Nutters! Stupid, self-obsessed fruitcakes. Lacey logged off and closed the laptop. Nearly eleven o’clock. God, was she ever going to start sleeping again? It didn’t seem to matter how much she wore out her body, her mind wouldn’t shut down. Was it even her mind anyway? This burning feeling in her chest didn’t have anything to do with intellect.

Like a scream building up inside me.

Lacey pushed up the sleeve of her sweater. The scar, running vertically the length of her wrist, was nearly four inches long. It had been itching a lot lately; sometimes in the mornings it looked pink and sore and she suspected she’d been scratching it in the night.

Without realizing, she’d walked into the kitchen. The breadknife was on the worktop. She’d used it earlier to cut bread for toast. It was probably the sharpest knife she had. She picked it up, realizing, possibly for the first time, how comfortable knives felt, how well they seemed to fit in the hand. There were smears on the blade, and crumbs left over from the bread. She should wash it, really. If you were going to cut yourself, it should be with a clean knife. She reached out to turn on the tap and hold the knife in the water, while the saner, smaller part of her yelled,
Lacey, what the hell do you think you’re doing?

The sound of the text message made her jump, as though she’d been caught in the act of something shameful. She dropped the knife in the sink and found her phone. She didn’t recognize the number. And yet she could count on the fingers of one hand how many people had her private number.

The words of the text didn’t register for a second, but then – good God, was this some kind of sick joke?

Body of Tyler King found at Deptford Creek, Theatre Arm Marina. Enter through lock-up yard. Come now.

31

‘SHE’S GOING,’ SAID
Barney, from his position by the window. ‘Careful now,’ he warned as the other children pressed closer. ‘If she looks up she’ll see us.’

In the dark sitting-room of Barney’s house, six children watched Lacey pull the collar of her jacket up and set off down the street. Her car was parked about forty feet away on the opposite side of the road. As she beeped open the door, she looked up and down the street and, for a second, seemed to stare directly at them.

‘Nobody move,’ Jorge whispered. ‘She won’t see us if we stay still.’

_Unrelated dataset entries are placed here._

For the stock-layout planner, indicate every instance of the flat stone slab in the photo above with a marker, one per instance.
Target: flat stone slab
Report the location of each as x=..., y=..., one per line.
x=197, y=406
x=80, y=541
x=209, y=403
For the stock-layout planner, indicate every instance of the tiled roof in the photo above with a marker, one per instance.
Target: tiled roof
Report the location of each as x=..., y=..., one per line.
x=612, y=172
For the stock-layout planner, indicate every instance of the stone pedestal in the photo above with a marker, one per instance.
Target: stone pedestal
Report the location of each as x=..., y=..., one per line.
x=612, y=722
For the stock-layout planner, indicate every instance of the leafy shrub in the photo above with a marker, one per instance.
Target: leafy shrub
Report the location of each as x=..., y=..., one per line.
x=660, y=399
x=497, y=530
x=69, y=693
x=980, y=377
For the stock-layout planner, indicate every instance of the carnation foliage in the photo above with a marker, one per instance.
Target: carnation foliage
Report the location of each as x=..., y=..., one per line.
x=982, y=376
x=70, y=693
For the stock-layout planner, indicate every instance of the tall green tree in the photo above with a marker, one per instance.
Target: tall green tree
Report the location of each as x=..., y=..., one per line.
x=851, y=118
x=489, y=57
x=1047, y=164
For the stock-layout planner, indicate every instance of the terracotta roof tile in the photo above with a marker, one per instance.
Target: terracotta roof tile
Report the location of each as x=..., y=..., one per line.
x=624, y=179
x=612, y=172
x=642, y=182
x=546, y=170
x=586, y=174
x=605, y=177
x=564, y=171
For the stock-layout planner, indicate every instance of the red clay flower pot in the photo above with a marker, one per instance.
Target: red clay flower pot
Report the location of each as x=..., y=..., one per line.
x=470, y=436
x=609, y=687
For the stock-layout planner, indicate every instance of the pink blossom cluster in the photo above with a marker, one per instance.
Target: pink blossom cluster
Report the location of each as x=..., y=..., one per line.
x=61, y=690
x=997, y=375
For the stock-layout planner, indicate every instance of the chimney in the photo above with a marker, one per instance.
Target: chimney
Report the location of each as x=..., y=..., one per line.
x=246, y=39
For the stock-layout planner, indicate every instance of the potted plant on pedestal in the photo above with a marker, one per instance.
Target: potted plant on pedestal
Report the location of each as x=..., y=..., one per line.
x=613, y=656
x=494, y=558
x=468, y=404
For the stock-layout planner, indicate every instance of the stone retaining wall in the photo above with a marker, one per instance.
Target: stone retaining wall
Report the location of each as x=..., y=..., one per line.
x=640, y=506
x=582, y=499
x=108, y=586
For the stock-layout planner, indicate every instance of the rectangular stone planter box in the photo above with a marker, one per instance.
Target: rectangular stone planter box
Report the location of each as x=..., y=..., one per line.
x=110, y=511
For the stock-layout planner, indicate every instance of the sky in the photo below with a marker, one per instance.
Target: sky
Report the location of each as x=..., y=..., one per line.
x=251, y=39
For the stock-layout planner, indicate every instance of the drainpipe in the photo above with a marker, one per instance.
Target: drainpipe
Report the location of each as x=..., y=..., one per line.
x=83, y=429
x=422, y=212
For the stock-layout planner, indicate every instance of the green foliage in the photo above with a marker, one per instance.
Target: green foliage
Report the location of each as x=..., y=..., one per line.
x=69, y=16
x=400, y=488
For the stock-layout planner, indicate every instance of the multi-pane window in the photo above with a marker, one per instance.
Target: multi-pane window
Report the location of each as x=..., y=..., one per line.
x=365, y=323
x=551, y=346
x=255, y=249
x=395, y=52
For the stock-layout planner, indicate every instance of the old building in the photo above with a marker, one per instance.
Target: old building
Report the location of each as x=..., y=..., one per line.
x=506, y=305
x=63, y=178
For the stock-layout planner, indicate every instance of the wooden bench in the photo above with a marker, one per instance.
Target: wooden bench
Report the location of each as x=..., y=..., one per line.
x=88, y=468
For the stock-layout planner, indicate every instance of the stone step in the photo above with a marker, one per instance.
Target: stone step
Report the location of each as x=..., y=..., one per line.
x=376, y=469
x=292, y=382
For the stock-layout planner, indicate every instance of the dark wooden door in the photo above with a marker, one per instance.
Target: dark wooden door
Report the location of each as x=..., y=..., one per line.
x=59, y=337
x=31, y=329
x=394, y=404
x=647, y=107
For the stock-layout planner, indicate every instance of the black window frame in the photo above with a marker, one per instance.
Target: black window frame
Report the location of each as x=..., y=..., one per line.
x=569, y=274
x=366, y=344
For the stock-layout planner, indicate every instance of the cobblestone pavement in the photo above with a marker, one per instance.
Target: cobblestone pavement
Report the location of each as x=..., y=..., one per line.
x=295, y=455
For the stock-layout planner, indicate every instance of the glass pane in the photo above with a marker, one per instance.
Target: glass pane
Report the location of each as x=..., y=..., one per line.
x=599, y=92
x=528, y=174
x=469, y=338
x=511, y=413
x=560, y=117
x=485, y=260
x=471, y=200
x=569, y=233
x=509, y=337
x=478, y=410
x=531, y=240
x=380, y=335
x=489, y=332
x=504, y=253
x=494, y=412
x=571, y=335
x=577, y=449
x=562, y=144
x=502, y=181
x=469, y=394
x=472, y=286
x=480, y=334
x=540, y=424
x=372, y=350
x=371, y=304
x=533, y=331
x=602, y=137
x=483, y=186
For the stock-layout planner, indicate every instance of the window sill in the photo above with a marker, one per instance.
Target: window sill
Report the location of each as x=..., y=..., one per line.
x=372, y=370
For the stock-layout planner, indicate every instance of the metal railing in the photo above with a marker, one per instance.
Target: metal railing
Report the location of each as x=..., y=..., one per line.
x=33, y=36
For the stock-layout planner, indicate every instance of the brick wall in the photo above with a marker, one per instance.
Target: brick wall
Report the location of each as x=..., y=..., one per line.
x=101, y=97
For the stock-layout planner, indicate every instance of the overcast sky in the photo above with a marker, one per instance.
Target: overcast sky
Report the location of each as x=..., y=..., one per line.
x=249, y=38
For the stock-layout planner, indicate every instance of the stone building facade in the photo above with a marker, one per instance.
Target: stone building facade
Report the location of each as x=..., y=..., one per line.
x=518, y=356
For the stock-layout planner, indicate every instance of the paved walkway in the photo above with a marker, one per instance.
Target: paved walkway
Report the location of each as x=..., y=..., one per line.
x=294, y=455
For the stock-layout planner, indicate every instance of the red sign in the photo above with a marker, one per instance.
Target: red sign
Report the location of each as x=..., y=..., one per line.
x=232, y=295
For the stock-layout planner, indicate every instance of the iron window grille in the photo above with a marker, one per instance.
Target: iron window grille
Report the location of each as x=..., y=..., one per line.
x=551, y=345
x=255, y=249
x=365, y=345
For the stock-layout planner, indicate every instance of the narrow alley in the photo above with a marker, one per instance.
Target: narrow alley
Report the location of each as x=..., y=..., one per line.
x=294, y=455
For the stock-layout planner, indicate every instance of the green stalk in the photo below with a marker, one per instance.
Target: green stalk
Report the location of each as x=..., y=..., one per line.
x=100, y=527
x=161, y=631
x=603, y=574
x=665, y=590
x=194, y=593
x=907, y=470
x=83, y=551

If Lacey had seen them, she gave no sign. She got into her car, reversed a few inches then drove away. The children left the window and went back to the circle on the carpet they’d instinctively formed ten minutes earlier.

After seeing the thing that had leaped out of the river at them, they’d fled the yard, jumping on their bikes and speeding off, dangerously reckless on the main road, only stopping when they got to Barney’s. They’d piled inside and Barney, with support from Jorge, had persuaded the others not to dial 999. Jorge had made hot chocolate, Barney had found a packet of KitKats, and the gang had huddled low and close, and talked about what they were going to do.